簡春夏說的這番話讓許小閑消化了足足一個晚上。
昨兒晚上那頓飯結束之後,這位小姨不是從那道門裏走過去的,她是從牆頭飛過去的!
按照季星兒上次的說法,她至少就是個三品的高手了。
再加上席間她說的什麽大師兄二師兄,還有什麽龍虎山……許小閑就想的有些多了。季星兒會功夫,她的功夫是丈母娘教的,這丈母娘的妹妹也會功夫,還很厲害的樣子,莫非丈母娘家是武林世家?
他在第二天見到季月兒的時候終於搞明白了這些問題——
“外婆很厲害,她曾經就是龍虎山的山大王,後麵搶了我爺爺,爺爺是個讀書人,再後麵他們就生活在了蘭陵城,至今龍虎山山大王的位置也是我外婆的。”
“至於小姨說的那些大師兄二師兄……那是外婆教出來的弟子,包括我娘和小姨在內一共七個,其餘五人聽說隻有一個留在龍虎山上,其餘四人都在娘的馬幫裏,所以一般人是不敢打我娘那馬幫的主意的。

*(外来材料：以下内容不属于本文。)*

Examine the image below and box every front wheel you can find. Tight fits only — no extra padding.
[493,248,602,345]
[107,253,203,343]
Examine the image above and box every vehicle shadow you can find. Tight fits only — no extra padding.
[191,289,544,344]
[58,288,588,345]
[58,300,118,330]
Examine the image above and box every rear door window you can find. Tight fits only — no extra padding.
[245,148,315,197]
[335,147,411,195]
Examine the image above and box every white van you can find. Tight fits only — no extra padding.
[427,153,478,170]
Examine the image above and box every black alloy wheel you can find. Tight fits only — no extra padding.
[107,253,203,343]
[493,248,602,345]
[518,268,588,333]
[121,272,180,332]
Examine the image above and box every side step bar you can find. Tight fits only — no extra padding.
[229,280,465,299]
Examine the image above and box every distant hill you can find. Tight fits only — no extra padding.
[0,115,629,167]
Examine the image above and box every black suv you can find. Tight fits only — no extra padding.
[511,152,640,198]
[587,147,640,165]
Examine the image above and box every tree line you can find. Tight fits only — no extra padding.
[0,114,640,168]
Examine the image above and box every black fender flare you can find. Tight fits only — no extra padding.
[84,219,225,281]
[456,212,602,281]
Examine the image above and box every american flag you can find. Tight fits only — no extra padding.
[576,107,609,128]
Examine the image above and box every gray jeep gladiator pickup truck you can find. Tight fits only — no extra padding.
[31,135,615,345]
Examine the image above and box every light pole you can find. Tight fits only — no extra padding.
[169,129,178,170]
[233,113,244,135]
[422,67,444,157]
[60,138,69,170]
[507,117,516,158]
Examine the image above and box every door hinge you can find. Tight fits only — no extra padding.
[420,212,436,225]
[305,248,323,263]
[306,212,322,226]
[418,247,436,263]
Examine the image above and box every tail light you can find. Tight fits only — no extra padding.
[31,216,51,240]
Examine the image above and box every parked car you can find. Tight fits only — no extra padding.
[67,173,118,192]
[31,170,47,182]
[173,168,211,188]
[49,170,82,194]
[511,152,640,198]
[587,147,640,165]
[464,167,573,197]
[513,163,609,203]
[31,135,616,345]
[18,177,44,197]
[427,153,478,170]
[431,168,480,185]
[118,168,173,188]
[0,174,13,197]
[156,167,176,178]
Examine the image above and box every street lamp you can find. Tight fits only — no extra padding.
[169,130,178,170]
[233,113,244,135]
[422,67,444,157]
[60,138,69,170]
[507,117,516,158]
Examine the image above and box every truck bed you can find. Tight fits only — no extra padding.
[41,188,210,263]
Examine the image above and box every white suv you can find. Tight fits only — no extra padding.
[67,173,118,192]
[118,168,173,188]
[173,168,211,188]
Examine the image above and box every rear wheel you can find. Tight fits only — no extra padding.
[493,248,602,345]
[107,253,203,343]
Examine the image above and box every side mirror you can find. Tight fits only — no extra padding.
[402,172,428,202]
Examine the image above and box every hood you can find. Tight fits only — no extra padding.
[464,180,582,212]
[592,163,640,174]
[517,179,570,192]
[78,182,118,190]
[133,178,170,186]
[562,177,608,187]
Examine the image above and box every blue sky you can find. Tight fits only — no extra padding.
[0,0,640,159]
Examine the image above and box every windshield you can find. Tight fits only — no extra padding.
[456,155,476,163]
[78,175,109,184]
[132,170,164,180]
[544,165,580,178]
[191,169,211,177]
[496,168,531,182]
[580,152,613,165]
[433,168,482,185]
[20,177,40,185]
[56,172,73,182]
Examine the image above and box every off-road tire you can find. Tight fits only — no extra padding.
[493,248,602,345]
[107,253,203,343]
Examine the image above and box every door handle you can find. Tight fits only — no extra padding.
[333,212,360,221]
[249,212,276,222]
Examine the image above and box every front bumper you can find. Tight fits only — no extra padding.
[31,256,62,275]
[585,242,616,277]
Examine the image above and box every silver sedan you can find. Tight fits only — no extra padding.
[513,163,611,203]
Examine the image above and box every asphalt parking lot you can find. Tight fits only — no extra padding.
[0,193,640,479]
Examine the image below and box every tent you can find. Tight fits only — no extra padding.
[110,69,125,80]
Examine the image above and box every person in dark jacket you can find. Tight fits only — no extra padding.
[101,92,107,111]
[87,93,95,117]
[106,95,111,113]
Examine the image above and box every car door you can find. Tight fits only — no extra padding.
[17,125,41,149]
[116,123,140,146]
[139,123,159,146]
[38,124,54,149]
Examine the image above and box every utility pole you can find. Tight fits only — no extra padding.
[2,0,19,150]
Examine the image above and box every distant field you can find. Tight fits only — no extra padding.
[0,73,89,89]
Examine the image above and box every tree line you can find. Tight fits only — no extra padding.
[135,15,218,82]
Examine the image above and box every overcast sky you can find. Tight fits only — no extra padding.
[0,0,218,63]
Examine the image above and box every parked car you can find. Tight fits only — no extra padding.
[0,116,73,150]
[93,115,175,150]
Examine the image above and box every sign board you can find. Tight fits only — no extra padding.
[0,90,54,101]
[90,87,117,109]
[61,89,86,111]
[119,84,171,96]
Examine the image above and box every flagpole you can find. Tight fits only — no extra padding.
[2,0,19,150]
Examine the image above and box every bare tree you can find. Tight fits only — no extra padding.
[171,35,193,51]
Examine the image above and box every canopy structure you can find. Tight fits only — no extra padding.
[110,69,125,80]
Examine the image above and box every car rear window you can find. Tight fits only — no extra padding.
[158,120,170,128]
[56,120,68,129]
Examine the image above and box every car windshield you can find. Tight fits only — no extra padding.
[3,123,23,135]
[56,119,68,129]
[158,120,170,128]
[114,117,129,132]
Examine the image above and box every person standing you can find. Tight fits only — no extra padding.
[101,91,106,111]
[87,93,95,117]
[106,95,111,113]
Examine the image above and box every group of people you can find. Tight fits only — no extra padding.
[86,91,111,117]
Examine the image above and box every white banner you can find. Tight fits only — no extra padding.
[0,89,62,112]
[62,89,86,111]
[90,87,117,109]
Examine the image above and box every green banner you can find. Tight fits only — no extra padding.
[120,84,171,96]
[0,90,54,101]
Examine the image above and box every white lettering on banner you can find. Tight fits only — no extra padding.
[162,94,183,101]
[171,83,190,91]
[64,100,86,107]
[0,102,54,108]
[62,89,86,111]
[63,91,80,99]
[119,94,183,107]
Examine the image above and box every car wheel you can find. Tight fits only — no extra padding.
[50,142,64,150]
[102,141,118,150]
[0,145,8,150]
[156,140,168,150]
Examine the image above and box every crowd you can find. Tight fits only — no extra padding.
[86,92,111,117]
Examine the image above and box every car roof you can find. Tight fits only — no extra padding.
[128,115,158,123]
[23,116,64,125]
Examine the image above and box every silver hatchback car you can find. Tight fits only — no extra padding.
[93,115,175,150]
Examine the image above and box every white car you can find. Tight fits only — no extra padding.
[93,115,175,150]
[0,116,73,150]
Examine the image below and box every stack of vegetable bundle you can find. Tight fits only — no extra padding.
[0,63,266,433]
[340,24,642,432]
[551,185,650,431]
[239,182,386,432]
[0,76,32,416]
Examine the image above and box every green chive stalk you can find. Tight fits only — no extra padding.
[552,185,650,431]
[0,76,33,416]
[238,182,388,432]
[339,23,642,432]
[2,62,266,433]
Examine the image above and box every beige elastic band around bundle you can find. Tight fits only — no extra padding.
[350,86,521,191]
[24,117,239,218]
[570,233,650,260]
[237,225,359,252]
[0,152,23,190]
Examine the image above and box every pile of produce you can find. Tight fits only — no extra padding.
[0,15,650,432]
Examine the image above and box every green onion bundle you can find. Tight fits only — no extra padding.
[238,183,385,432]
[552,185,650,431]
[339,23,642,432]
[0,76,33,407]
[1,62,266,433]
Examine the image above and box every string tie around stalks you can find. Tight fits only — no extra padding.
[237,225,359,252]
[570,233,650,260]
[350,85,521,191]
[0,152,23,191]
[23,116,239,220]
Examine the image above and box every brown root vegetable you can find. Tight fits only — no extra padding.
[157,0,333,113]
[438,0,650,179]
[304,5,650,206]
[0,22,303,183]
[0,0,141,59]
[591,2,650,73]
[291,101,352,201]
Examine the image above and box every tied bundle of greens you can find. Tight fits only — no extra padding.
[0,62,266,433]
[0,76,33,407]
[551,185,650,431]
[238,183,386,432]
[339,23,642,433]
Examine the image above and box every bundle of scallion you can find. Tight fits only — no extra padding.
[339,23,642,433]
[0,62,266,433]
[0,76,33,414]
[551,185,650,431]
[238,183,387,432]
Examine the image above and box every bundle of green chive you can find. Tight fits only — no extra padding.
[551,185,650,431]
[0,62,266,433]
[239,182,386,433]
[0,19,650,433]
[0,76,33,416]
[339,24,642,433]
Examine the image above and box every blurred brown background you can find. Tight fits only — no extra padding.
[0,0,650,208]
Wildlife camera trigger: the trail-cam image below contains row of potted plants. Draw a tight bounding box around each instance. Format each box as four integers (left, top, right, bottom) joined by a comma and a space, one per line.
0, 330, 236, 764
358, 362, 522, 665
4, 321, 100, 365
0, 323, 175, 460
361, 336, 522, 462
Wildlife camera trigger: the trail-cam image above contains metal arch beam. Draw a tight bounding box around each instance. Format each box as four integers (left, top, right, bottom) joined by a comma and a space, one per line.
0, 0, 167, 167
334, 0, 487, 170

”
“你說小姨……我也不知道她有多厲害,反正比星兒厲害多了。”
季月兒說著這話的時候麵色有些緊張,“許郎,莫要看她人小,終究是我們的長輩。她既然說了要教你功夫她肯定就會做,隻是、隻是她教你可能會很嚴厲,你得挺住啊!”
許小閑對功夫這個東西充滿了幻想。
他渴望學到功夫啊!
雖然沒有飛天遁地那麽離譜,但飛簷走壁總是應該可以的吧?
從此之後仗劍天涯,口袋裏是花不完的銀子,腦子裏是寫不完的詩詞,是不是活脫脫一個詩仙李太白的翻版?
自己學會了功夫,就有了自保之力,甚至還可以除暴安良,這是好事情啊!月兒卻似乎在擔心著什麽?